L’uomo che è andato da Gesù ci credeva profondamente, aveva la fede. Credeva che Gesù gli avrebbe guarito il figlio, infatti così è avvenuto. Credeva in Gesù, in Lui aveva riposto tutta la sua speranza: su quella fede è stato compiuto il miracolo. (Gv. 4, 46-53)
Fratelli e sorelle, non possiamo cedere alla violenza della disperazione (perché la disperazione è violenza). Noi siamo i figli del Dio della verità, della luce, della bellezza, dunque dobbiamo aiutarci a vicenda, come ci dice San Paolo ai cristiani di Efeso, con la preghiera, con una bella testimonianza, nel nostro piccolo, di vita cristiana. Ognuno di noi ha una missione in questo mondo: compiamola in pienezza con passione, con amore, con puntualità, ad maiorem Dei gloriam, e ad edificazione dei nostri fratelli. Non credo che faremo grandi miracoli: Dio non ci chiede di resuscitare i morti, a questo ci pensa Lui, ma di non lasciar morire la speranza, di aver cura dei fratelli e delle sorelle che Egli ci ha affidato.
È un compito che riguarda tutti: la santificazione. Anche noi sacerdoti abbiamo bisogno di un popolo di Dio che sia santo e che ci dia un esempio bello, luminoso, che ci faccia vergognare ed esclamare: “Le mie pecorelle sono più brave di me, il loro pastore!”. Un popolo santo che susciti in noi una vergogna salutare, che ci faccia convertire pienamente.

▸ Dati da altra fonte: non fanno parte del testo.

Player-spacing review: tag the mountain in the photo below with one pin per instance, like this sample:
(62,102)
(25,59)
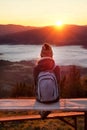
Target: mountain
(11,28)
(68,35)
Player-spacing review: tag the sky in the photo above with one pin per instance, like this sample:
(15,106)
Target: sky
(43,12)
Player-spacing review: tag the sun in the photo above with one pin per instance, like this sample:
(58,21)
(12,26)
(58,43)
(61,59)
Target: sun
(59,24)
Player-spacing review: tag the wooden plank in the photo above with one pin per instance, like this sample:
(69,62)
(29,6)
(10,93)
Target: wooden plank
(35,117)
(32,104)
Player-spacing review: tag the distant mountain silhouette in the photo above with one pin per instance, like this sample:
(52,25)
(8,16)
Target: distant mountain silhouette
(68,35)
(11,28)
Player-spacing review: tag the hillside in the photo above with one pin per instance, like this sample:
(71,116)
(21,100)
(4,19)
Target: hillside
(68,35)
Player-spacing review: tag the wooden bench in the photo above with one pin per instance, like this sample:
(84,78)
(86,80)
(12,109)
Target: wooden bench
(65,107)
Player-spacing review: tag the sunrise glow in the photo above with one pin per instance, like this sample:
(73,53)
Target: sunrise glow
(59,23)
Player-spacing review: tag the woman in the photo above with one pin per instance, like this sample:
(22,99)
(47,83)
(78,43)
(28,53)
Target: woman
(46,63)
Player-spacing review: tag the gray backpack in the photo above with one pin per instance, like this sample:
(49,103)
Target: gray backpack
(47,88)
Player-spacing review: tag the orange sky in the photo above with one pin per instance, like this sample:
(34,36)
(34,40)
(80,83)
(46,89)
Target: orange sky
(43,12)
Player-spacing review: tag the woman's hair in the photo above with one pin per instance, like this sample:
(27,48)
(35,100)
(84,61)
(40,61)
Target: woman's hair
(46,50)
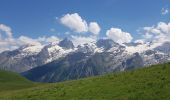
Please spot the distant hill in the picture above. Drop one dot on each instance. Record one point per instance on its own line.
(13, 81)
(151, 83)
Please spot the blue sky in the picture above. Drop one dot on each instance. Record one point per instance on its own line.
(35, 18)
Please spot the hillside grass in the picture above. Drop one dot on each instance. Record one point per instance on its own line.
(151, 83)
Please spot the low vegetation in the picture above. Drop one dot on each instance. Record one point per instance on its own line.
(151, 83)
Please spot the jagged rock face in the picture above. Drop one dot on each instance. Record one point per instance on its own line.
(62, 61)
(66, 43)
(28, 57)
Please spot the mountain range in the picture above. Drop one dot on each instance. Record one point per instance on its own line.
(62, 61)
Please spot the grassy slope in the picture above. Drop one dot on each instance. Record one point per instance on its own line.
(151, 83)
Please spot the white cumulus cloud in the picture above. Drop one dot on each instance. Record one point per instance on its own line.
(94, 28)
(159, 31)
(165, 11)
(79, 40)
(74, 22)
(119, 36)
(7, 42)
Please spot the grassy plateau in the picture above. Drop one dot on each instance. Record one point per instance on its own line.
(150, 83)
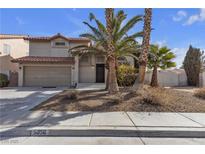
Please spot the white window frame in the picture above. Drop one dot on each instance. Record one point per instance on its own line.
(6, 49)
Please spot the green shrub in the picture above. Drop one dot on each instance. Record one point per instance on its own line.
(126, 75)
(73, 95)
(3, 80)
(200, 93)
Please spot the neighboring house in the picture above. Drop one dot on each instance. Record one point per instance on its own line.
(47, 62)
(11, 46)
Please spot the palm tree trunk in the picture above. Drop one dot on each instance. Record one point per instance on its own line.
(145, 48)
(154, 81)
(112, 83)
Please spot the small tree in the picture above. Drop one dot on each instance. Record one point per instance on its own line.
(159, 58)
(193, 63)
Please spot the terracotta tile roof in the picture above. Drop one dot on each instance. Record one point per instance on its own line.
(44, 60)
(43, 38)
(12, 36)
(48, 38)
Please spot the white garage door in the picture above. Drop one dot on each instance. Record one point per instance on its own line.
(46, 76)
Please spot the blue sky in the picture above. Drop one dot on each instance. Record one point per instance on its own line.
(176, 28)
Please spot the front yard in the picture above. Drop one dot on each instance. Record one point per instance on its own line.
(147, 100)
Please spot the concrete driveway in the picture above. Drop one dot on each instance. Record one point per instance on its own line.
(15, 102)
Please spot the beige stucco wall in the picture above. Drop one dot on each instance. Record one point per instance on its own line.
(169, 78)
(47, 48)
(202, 79)
(18, 47)
(6, 66)
(87, 72)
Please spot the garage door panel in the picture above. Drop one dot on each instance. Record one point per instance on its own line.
(47, 76)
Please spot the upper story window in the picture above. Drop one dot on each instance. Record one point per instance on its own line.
(84, 60)
(100, 59)
(6, 49)
(60, 44)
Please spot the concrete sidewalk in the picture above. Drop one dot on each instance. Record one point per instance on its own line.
(124, 125)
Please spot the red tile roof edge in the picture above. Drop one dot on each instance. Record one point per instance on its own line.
(45, 60)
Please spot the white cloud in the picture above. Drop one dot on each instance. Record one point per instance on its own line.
(180, 54)
(179, 16)
(19, 21)
(161, 43)
(200, 17)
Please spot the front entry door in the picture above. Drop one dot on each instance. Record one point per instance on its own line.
(100, 73)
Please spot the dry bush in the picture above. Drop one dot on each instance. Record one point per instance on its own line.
(153, 97)
(200, 93)
(73, 95)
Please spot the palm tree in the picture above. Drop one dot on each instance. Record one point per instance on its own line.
(159, 58)
(124, 44)
(145, 48)
(112, 80)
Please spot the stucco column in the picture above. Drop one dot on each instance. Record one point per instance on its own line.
(20, 75)
(76, 69)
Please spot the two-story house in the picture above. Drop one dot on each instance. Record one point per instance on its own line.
(47, 61)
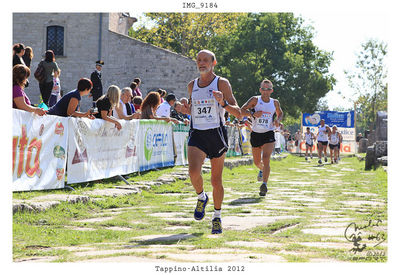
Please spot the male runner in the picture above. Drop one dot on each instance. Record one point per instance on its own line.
(262, 136)
(322, 139)
(209, 97)
(309, 137)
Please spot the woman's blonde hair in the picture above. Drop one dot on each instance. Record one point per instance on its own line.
(113, 94)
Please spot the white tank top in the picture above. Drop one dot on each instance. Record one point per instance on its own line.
(334, 139)
(322, 136)
(308, 137)
(206, 113)
(264, 123)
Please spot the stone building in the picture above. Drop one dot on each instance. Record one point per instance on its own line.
(79, 39)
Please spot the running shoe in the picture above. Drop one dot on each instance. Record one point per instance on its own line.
(263, 189)
(216, 226)
(259, 177)
(200, 210)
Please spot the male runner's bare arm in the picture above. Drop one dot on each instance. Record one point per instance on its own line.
(279, 113)
(188, 105)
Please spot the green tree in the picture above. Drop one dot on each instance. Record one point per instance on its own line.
(185, 33)
(279, 47)
(370, 83)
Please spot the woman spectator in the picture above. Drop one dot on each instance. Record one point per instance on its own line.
(68, 104)
(50, 66)
(20, 99)
(136, 91)
(28, 56)
(149, 107)
(333, 139)
(137, 102)
(106, 103)
(18, 52)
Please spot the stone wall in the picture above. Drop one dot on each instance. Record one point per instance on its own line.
(125, 58)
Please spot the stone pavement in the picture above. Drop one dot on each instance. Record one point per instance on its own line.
(288, 205)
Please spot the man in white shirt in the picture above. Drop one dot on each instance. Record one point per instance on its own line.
(164, 110)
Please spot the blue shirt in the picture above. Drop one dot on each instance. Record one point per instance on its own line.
(61, 107)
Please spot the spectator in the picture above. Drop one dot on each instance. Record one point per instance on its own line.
(176, 113)
(359, 136)
(20, 99)
(149, 106)
(162, 93)
(68, 105)
(136, 91)
(133, 87)
(50, 66)
(28, 56)
(95, 77)
(55, 93)
(137, 102)
(18, 52)
(124, 110)
(164, 110)
(106, 103)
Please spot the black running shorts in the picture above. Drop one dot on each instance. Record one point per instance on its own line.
(332, 146)
(213, 142)
(259, 139)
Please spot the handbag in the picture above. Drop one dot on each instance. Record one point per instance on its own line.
(39, 73)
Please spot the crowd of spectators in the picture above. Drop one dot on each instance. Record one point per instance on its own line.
(127, 103)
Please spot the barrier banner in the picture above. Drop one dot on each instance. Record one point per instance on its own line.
(246, 146)
(180, 136)
(340, 119)
(233, 142)
(154, 144)
(98, 150)
(39, 151)
(346, 147)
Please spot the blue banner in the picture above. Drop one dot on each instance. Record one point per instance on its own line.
(340, 119)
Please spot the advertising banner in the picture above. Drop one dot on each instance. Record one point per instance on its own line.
(154, 144)
(39, 151)
(340, 119)
(180, 134)
(98, 150)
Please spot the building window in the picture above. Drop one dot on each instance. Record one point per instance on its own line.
(55, 39)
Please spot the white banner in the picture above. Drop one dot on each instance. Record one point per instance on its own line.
(39, 151)
(181, 134)
(98, 150)
(155, 144)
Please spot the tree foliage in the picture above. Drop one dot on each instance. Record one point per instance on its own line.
(250, 47)
(369, 82)
(275, 46)
(185, 33)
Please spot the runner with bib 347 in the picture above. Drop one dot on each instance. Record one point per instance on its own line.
(210, 96)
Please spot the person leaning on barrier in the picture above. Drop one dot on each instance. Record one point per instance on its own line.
(149, 106)
(20, 99)
(68, 105)
(124, 110)
(176, 113)
(106, 103)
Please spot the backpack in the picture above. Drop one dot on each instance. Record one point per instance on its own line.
(39, 73)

L’edificazione spirituale di cui parla San Paolo – portarci, sopportarci, sostenerci, gli uni gli altri – è fondamentale, perché abbiamo incontrato Gesù, il Dio della vita, della verità, della pace, della gioia. Il Dio che ci promette vita, verità, pace e gioia nell’altro mondo, se in questo mondo noi saremo fedeli a Lui.

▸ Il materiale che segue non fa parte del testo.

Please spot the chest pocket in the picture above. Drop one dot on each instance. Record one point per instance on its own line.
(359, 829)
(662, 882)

Ribadisco: nel nostro piccolo. Non dobbiamo fare cose straordinarie, ma piccole cose fatte bene, compiute per amore. Piccoli cuori, ma riempiti di Lui; appassionati per Lui, innamorati di Lui, che siano sempre suoi, mai di qualcun altro. Questa è la bellezza della vocazione cristiana. Vale per tutti, consacrati e laici. È una via bellissima, esaltante, carica di promesse, di gioia, anche nella mediocrità e nella palude nella vita di tutti i giorni. Anche, se volete, nella mediocrità e nella palude della vita della Chiesa di questi giorni.
Anche in questi giorni bui e cattivi, di cui parla San Paolo, manteniamo la speranza – il Signore – a cui ci possiamo aggrappare con certezza; non è un auspicio, un augurio: è una certezza. È la certezza della Croce di Gesù che sta ferma, mentre tutto ciò che sta intorno gira vorticosamente senza sapere dove andare. Noi, invece, sappiamo dove andare. Affidiamoci a Lui e non saremo delusi.